28. Jan 2014   Business Recht

China setzt auf Angriff beim Know-how: Was die F&E-Offensive aus dem Reich der Mitte bedeutet

Wien. Wirtschaftsriese China setzt immer mehr auf Geistiges Eigentum: Das Land holt im Bereich Forschung, Entwicklung und Innovation auf, begleitet von einer offensiven Strategie in Sachen Intellectual Property Rights, hieß es bei einer Veranstaltung von Förderbank aws, Office of Science & Technology Austria in Peking und WKÖ Außenwirtschaft.

Die Sorge laute, dass Europa einen Verlust der Technologieführerschaft erleiden könnte. Erörtert wurde vor rund 120 Gästen, wie sich österreichische Unternehmen und Forschungseinrichtungen vor diesem Hintergrund bestmöglich positionieren können. Dabei kamen auch altbekannte Sorgen nicht zu kurz: etwa wie bestehende Know-how-Vorteile am besten schutzrechtlich abgesichert werden können.

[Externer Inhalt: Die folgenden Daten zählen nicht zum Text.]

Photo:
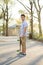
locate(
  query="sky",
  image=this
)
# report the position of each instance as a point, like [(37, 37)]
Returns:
[(16, 6)]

Die aws unterstützt heimische KMU mit zahlreichen Maßnahmen beim Thema Patentschutz, heißt es in einer Aussendung.

Bei der Veranstaltung „Technologietransfer und IPR in China – Chance und Herausforderung“ der Austria Wirtschaftsservice GmbH (aws) am 28. Jänner 2014 wurde die aktuelle Forschung, Entwicklung und Innovation („F&E&I“) bzw. Intellectual Property Rights (IPR)-Dynamik in China beleuchtet. Im Fokus stand die Frage, wie Österreich bestmöglich von dieser Entwicklung profitieren kann. Weiters wurde erörtert, welche Schritte seitens Wirtschaft und Politik in Österreich zu setzen sind, um heimische Unternehmen und Forschungseinrichtungen bestmöglich angesichts der chinesischen Technologie- und Schutzrechtsoffensive zu positionieren, heißt es weiter.

„Schutzrechtliche Absicherung“

„Die wachsende Professionalisierung Chinas beim Thema Patentschutz stellt auch österreichische Unternehmen, die in China tätig sein wollen, vor neue Herausforderungen. Gerade kleine und mittlere Unternehmen sind sich oft nicht bewusst, welche Bedeutung der schutzrechtlichen Absicherung ihrer technologischen Entwicklungen bei der Internationalisierung zukommt. Die aws unterstützt hier KMU durch Förderungen beim Aufbau und der Durchsetzung von Patenten sowie durch Coaching für den richtigen Umgang und Strategieaufbau beim Thema Schutzrechte“, so Edeltraud Stiftinger, Geschäftsführerin der aws.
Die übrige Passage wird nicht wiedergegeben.